C’est malheureux et triste de le dire mais oui. Les autorités maritimes font beaucoup d’efforts pour limiter au maximum les cas de départs mais le phénomène a la peau dure. Le mal est profond.
Qu’est-ce que vous menez comme action à votre niveau pour combattre ce phénomène ?
Nous menons des actions de campagne de sensibilisation contre ce fléau. Nous dénonçons les méthodes des passeurs. Ça aide à décourager les candidats à la traversée. A travers nos réseaux, contacts et moyens, nous arrivons à trouver parfois de l’emploi pour nos compatriotes pour leur permettre d’être indépendants financièrement.
Il y a aussi que l’immigration clandestine est aussi encouragée par des gens de foot véreux qui font rêver des jeunes avant de les abandonnés au Maroc et plusieurs autres pays maghrébins…
Il est clair que certains trouvent un boulot mais aussi que ceux qui ne trouvent rien à faire deviennent des candidats à l’immigration clandestine. Ça aussi c’est un problème.
Au niveau des femmes, il se dit que pour survivre ou avoir les moyens pour la traversée, de nombreuses ivoiriennes s’adonnent à la prostitution.

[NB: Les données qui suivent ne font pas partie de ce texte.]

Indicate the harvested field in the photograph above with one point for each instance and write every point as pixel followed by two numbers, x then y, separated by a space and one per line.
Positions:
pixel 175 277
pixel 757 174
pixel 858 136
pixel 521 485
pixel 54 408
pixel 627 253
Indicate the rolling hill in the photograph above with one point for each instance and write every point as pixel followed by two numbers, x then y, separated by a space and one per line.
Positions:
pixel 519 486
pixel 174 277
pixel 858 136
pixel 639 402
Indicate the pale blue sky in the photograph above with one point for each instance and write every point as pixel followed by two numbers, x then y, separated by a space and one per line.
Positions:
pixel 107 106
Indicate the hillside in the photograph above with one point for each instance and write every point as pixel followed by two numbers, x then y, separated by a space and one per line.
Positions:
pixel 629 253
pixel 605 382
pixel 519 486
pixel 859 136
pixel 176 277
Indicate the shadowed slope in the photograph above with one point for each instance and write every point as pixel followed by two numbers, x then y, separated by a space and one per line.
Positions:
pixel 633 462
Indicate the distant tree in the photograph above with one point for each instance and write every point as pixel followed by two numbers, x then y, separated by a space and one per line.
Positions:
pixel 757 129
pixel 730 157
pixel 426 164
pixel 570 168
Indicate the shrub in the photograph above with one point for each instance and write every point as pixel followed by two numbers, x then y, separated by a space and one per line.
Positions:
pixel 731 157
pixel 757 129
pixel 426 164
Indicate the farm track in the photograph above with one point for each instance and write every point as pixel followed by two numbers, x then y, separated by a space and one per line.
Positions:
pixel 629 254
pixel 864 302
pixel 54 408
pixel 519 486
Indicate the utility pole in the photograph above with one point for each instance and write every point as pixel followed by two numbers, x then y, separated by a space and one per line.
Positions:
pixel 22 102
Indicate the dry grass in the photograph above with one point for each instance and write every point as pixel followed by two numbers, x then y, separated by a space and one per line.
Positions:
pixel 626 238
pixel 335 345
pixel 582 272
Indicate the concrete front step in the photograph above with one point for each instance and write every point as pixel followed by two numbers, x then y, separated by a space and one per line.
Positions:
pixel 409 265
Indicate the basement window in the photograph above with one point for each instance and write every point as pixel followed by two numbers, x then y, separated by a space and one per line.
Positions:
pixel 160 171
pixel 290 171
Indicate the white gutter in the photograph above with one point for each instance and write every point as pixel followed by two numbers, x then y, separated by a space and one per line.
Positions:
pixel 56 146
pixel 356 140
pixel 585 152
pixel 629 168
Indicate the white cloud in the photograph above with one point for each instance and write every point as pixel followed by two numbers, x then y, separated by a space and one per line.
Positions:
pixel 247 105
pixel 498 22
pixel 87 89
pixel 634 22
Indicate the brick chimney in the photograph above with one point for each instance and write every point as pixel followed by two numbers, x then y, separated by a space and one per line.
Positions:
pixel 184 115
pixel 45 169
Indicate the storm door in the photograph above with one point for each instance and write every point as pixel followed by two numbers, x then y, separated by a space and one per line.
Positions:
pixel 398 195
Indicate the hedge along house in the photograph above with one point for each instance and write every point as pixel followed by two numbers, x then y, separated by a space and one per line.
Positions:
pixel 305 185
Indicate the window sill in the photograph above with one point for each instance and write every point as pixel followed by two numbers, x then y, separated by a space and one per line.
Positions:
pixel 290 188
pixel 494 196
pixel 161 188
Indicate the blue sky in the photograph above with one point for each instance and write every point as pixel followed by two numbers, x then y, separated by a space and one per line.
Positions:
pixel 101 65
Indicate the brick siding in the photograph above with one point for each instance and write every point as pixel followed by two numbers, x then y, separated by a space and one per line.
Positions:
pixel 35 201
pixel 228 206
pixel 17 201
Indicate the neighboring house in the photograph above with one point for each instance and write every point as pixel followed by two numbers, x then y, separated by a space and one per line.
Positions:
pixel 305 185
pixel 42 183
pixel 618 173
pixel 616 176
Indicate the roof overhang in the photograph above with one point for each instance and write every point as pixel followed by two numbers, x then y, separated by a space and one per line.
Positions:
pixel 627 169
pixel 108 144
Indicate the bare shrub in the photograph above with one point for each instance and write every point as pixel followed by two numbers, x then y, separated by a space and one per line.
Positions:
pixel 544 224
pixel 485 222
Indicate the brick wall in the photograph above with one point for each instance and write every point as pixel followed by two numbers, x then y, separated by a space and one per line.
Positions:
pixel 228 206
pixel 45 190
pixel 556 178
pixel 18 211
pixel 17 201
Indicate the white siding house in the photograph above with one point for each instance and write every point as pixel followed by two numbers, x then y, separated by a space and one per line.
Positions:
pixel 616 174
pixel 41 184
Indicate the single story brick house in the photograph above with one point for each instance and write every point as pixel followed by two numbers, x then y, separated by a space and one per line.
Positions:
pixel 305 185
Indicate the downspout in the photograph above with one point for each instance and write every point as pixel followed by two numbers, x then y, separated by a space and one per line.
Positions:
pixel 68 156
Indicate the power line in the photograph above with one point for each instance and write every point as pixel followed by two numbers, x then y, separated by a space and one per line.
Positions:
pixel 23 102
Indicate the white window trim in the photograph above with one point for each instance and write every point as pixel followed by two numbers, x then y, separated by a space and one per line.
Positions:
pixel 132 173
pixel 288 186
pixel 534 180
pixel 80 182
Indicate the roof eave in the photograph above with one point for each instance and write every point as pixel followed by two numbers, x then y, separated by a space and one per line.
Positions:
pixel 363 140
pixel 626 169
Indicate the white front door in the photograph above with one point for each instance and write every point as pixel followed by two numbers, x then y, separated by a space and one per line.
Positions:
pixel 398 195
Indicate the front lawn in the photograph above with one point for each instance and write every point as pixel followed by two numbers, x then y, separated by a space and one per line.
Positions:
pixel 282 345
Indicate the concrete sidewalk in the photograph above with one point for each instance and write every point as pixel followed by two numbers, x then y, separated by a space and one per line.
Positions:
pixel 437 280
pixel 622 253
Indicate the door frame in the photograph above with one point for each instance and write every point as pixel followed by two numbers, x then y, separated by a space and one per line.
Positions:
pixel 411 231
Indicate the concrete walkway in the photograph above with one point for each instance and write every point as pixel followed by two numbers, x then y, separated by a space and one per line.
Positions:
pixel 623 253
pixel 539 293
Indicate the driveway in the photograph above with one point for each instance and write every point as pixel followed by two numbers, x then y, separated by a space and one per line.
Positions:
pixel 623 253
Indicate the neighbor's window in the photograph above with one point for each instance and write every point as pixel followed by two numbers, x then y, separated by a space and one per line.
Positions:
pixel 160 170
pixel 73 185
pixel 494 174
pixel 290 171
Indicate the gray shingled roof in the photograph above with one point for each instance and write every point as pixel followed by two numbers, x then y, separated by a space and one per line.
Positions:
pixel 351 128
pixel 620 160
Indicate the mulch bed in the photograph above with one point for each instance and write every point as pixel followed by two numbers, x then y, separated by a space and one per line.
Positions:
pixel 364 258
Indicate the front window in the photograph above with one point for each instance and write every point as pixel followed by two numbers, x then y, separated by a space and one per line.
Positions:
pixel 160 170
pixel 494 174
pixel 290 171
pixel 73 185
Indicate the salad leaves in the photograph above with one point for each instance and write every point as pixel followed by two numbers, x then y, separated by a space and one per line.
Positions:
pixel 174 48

Comment vous menez le combat à ce niveau en les aidants à s’insérer autrement ?
La prostitution est interdite ici avec une peine d’emprisonnement allant de 8 mois et plus. Les filles ont la possibilité de travailler dans les usines de fabrication de denrées alimentaires, ou être des gouvernantes de domicile dans les familles marocaines, travailler dans les centres d’appels ou faire du commerce. Il y a forcément quelque chose à faire pour pouvoir s’occuper. Avec l’emprisonnement de celles qui le font, nous avons bon espoir que cela va cesser définitivement.
Êtes-vous soutenus par l’état marocain et l’état de Côte d’Ivoire ?
Nous bénéficions de l’accompagnement de l’état Marocain à qui nous disons grand merci. C’est d’ailleurs, l’occasion pour moi de remercier sa Majesté le Roi Mohammed VI. Que Dieu l’assiste pour toutes les actions et bienfaits à l’égard des ressortissants des pays d’Afrique vivants au Royaume du Maroc. L’état de Côte d’Ivoire à travers notre Ambassade dirigée par son Excellence Idrissa Traoré au Maroc, fait de son mieux pour soulager ses compatriotes.
Selon vous qu’elle est la panacée pour résoudre définitivement ce problème ?
Il nous faut faire des sensibilisations profondes de proximités. Nous devons prendre d’assaut le terrain et mener une étude profonde pour analyser les faits qui conduisent à cela. Il faut aussi multiplier les actions d’intégration socio-économique à l’endroit de la jeunesse et créer un cadre d’expression et d’écoute de la jeunesse. Le bonheur n’est pas forcément en Europe. Le bonheur est partout il faut se faire confiance avoir un rêve et se donner les moyens de le réaliser.